En outre, qu’en est-il des avions de combat F-16 ?
Au commencement d’août, l’Ukraine a accueilli ses premiers F-16, des jets de combat produits aux États-Unis, qui étaient demandés par Kiev depuis le début du conflit. Selon le commandant des forces armées, Oleksandr Syrsky, « l’emploi habile de ces avions modernes permettra de préserver la vie des militaires ukrainiens ». Le président du Parlement, Ruslan Stefanchuk, s’était également réjoui de la réception de « l’avion de guerre tant attendu, qui peut considérablement augmenter nos capacités ».

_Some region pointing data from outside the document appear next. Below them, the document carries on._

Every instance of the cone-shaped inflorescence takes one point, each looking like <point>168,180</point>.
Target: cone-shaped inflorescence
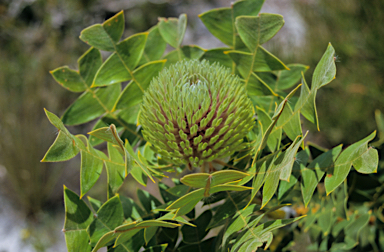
<point>196,112</point>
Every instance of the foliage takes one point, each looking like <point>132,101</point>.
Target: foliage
<point>245,198</point>
<point>359,86</point>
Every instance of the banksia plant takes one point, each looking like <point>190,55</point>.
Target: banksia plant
<point>196,112</point>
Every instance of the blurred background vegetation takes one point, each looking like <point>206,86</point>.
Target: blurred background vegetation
<point>37,36</point>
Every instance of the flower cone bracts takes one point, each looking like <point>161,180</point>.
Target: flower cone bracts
<point>195,112</point>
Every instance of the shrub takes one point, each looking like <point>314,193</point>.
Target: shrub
<point>187,102</point>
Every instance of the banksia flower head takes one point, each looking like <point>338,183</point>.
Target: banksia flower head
<point>195,112</point>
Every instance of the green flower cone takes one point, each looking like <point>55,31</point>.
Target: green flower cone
<point>195,112</point>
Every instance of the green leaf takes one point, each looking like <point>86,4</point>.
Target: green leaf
<point>232,205</point>
<point>157,248</point>
<point>149,232</point>
<point>219,23</point>
<point>200,180</point>
<point>259,61</point>
<point>238,222</point>
<point>312,175</point>
<point>109,216</point>
<point>207,245</point>
<point>90,169</point>
<point>89,63</point>
<point>247,7</point>
<point>155,46</point>
<point>133,92</point>
<point>131,240</point>
<point>306,103</point>
<point>77,218</point>
<point>255,31</point>
<point>354,153</point>
<point>77,214</point>
<point>274,138</point>
<point>280,168</point>
<point>325,70</point>
<point>61,150</point>
<point>290,122</point>
<point>218,55</point>
<point>172,29</point>
<point>367,162</point>
<point>196,234</point>
<point>131,157</point>
<point>186,203</point>
<point>108,134</point>
<point>120,65</point>
<point>69,79</point>
<point>95,204</point>
<point>103,122</point>
<point>131,209</point>
<point>148,201</point>
<point>91,105</point>
<point>105,240</point>
<point>185,52</point>
<point>288,78</point>
<point>105,36</point>
<point>77,240</point>
<point>73,144</point>
<point>115,170</point>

Cependant, le 30 août, le haut commandement ukrainien a déclaré qu’un de ces avions avait subi un crash, et que son pilote avait été tué en résistant à une grosse attaque de missiles russes sur l’ensemble du territoire ukrainien quelques jours auparavant. Depuis le commencement de l’invasion russe en février 2022, Kiev insistait sans cesse pour qu’elle reçoive des F-16 fabriqués aux États-Unis. En août 2023, le président américain, Joe Biden, a donné son approbation pour le déploiement de ces avions fabriqués aux États-Unis en Ukraine, bien que les États-Unis ne donnent aucun de leurs propres avions.
D’ici à 2028, 95 avions ont été engagés à Kiev par ses alliés: trente de la Belgique, vingt-quatre des Pays-Bas, vingt-deux de la Norvège et dix-neuf du Danemark. La Suède a également promis, à la fin de mai, d’envoyer un avion de type Awacs, essentiel pour la collecte de renseignements et la coordination de possibles opérations avec des F-16.

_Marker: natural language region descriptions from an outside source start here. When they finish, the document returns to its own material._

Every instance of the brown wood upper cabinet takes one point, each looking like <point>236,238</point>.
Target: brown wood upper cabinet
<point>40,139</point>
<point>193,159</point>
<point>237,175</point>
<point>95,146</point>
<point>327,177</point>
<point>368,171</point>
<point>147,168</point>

En outre, les pilotes ukrainiens doivent être formés à ces avions de combat américains. Onze pays alliés de Kiev se sont engagés à former des pilotes.

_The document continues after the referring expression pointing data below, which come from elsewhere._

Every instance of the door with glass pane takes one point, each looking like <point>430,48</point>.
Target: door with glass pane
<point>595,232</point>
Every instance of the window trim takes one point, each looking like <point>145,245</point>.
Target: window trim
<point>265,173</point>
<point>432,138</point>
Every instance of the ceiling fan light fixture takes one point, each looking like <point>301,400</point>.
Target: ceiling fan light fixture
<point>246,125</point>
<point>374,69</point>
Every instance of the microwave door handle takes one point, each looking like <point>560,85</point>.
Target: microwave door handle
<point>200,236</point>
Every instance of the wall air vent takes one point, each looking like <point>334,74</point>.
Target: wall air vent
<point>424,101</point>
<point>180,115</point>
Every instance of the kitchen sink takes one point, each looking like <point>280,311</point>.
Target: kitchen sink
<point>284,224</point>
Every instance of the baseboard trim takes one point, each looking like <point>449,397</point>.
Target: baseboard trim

Quel soutien militaire ses alliés apportent-ils à Kiev ?
Deux ans après l’escalade du conflit, l’assistance occidentale à Kiev semble diminuer. D’août 2023 à janvier 2024, les nouveaux engagements d’aide ont connu une baisse par rapport à la même période l’année dernière, selon le dernier rapport de l’Institut Kiel publié en février 2024. L’avenir pourrait voir cette tendance se maintenir, avec le Sénat américain ayant du mal à approuver l’aide, et l’Union européenne (UE) rencontrant de sérieuses difficultés pour approuver une aide de 50 milliards le 1er février 2024, principalement en raison de l’opposition de la Hongrie. À souligner que ces deux paquets d’aide ne sont pas inclus dans le dernier bilan de l’Institut Kiel, qui s’est terminé en janvier 2024.
Les chiffres de l’institut allemand démontrent une baisse et une centralisation du nombre de donateurs, avec un focus sur un groupe de pays: les États-Unis, l’Allemagne, et les pays du nord et de l’est de l’Europe, qui proposent à la fois une aide financière considérable et des armes avancées. Au total, depuis février 2022, les pays en soutien à Kiev se sont engagés à fournir au moins 276 milliards d’euros au niveau militaire, financier ou humanitaire.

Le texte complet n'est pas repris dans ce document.